China Needs To Adapt A Pragmatic Approach On Terrorism

China has placed the application for listing Jaish-e-Mohammad (JeM) Chief Masood Azhar under the United Nations Sanctions Committee 1267 under ‘technical hold’ for fourth time thwarting international efforts to categorise Azhar as a UN designated terrorist. France, the United States and United Kingdom had proposed the move, showing that India has considerable international support for its diplomatic efforts. The move has also exposed the extent of Chinese support to Pakistan and put pressure on China to explain the rationale behind its decision.

Chinese Scholars and commentators have opined that it would require India and China to engage in in-depth discussions to resolve the issue. Despite India providing strong evidences, the Chinese call for more evidence also reveal the extent of Beijing’s dilemma before it goes for voting on the issue again. However, besides these technical reasons, the reluctance of China to label terrorists residing in Pakistan also means that Islamabad relies on China to escape international condemnation for its actions. China wishes that Pakistan should not be called as a state that sponsors terrorism. Obviously, India and China have different perceptions on how to resolve the issue of terrorism and the ways in which a country can prevent terrorist actions by groups and states.

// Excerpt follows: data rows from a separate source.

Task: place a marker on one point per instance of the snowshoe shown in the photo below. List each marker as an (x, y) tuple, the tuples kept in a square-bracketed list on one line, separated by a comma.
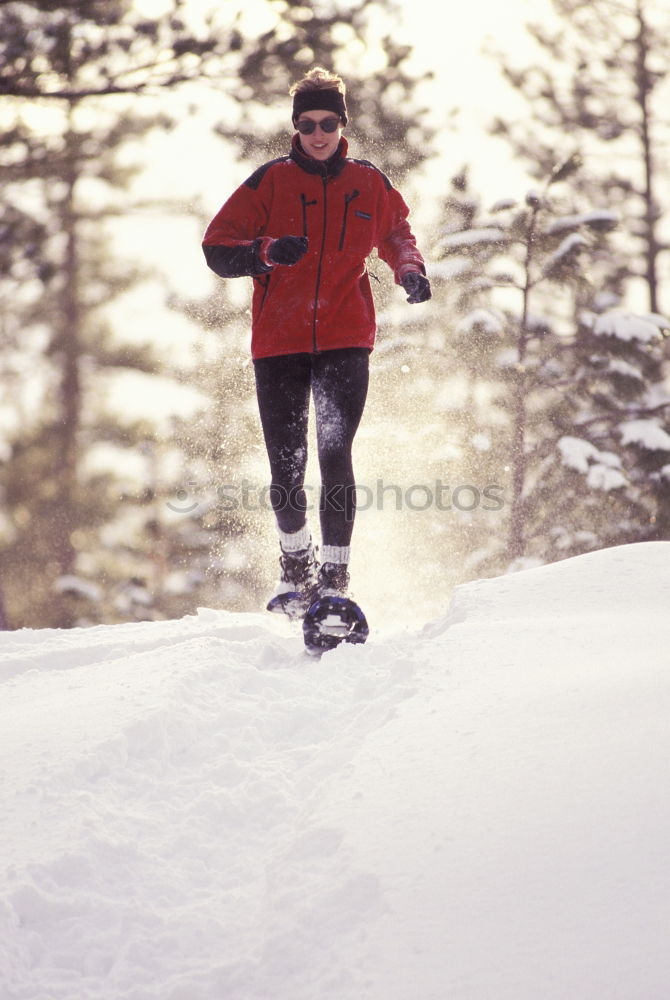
[(298, 583), (331, 620)]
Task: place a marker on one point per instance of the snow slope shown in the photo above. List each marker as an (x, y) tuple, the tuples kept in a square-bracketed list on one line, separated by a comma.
[(193, 810)]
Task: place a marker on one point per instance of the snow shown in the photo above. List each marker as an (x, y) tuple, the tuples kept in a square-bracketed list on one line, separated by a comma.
[(471, 237), (628, 326), (567, 247), (600, 219), (481, 319), (647, 433), (194, 810), (601, 468)]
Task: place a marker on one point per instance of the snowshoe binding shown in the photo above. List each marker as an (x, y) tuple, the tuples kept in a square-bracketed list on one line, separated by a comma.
[(333, 617), (298, 583)]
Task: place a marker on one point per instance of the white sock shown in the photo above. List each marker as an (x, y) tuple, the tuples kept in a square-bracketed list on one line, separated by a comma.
[(335, 553), (294, 541)]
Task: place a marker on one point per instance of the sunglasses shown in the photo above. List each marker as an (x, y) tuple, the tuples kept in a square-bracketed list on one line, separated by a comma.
[(306, 126)]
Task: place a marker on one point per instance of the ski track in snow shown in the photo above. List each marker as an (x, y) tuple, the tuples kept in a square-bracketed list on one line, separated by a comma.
[(176, 827), (195, 810)]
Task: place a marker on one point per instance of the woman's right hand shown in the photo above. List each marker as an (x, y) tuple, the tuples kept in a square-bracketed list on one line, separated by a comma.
[(287, 250)]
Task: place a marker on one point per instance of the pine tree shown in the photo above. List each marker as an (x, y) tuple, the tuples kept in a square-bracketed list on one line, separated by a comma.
[(64, 71), (554, 391), (601, 89)]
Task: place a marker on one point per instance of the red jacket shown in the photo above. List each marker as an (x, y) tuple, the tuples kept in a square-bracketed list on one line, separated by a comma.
[(344, 207)]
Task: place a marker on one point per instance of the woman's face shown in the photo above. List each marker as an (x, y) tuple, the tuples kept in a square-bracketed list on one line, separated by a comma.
[(321, 145)]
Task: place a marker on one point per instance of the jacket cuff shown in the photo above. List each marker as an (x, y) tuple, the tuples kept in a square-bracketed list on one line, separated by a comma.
[(404, 269), (264, 245)]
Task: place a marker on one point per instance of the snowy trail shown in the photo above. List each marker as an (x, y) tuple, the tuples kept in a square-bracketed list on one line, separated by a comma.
[(194, 810)]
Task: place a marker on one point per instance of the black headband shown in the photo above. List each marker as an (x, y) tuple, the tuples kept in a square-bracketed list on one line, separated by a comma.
[(319, 100)]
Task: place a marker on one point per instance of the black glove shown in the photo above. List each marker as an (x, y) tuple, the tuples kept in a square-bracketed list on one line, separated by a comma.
[(287, 250), (417, 286)]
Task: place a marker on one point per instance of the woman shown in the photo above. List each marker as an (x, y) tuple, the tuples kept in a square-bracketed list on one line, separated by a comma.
[(302, 227)]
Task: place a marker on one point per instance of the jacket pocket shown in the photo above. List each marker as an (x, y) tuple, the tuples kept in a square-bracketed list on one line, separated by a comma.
[(348, 198)]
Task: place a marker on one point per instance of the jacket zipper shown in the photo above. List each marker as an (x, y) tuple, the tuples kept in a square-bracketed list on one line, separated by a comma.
[(348, 198), (318, 271), (305, 205)]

But, China’s friendship with Pakistan has impeded it from maintaining its neutrality on India’s policy of curtailing terrorist individuals and groups. As a result, India-China bilateral relationship has suffered, increasing the mistrust and has evoked questions in India on China’s commitment to cooperate with India on the specific issue of global terrorism. Both countries are members of many internationals forums, and Beijing has all along given commitments to ‘take strong action against the menace of terrorism’. The recent Chinese vote however, has also dented China’s image as a responsible stakeholder in the international system.

The international pressure on China and the Indian disappointment towards Beijing’s decision has led to concerns about China’s policy towards terrorism. The Chinese Ambassador to India, Luo Zhaohui has, in fact, stated that the matter of Masood Azhar would be resolved. He expressed confidence that further consultations between New Delhi and Beijing would be the key in solving the issue. The Chinese Ambassador’s reassurance has come at the time of intense Indian scrutiny over Chinese actions. The United Nations Security Council (UNSC) members have also warned China that they may be “forced to take other actions”.

There is no doubt that China’s reaching-out to India came at the height of mounting criticism. Beijing’s friendship with Pakistan has been called into question. Also, the extent to which China is willing to shield its close partner has been seen by all the countries. The reality is that China lends its support to Pakistan to protect its strategic partnership and vast investments in that country. Many doubt if the Chinese assurance to India is temporary or genuine. If the reassurances are genuine, then it raises doubts as to what new evidence or consultation China needs in order to be convinced of the Indian case that might lead to a change in China’s stance. India has been able to convince the entire global community except China on the issue of terrorism emanating from India’s Western borders. India has provided wide-ranging, strong and clinching evidence on Masood Azhar’s involvement in terror activities in India, especially the Pulwama attack.

China’s acquiescence would depend on how it views the proposed ‘new evidences’ to resolve the latest irritant. India needs to effectively leverage the international community to ban terrorists and their organizations. Beijing needs to understand that terrorist networks and groups operating in the South Asian region, not only affects the Indian subcontinent but also the wider region including China’s own territory.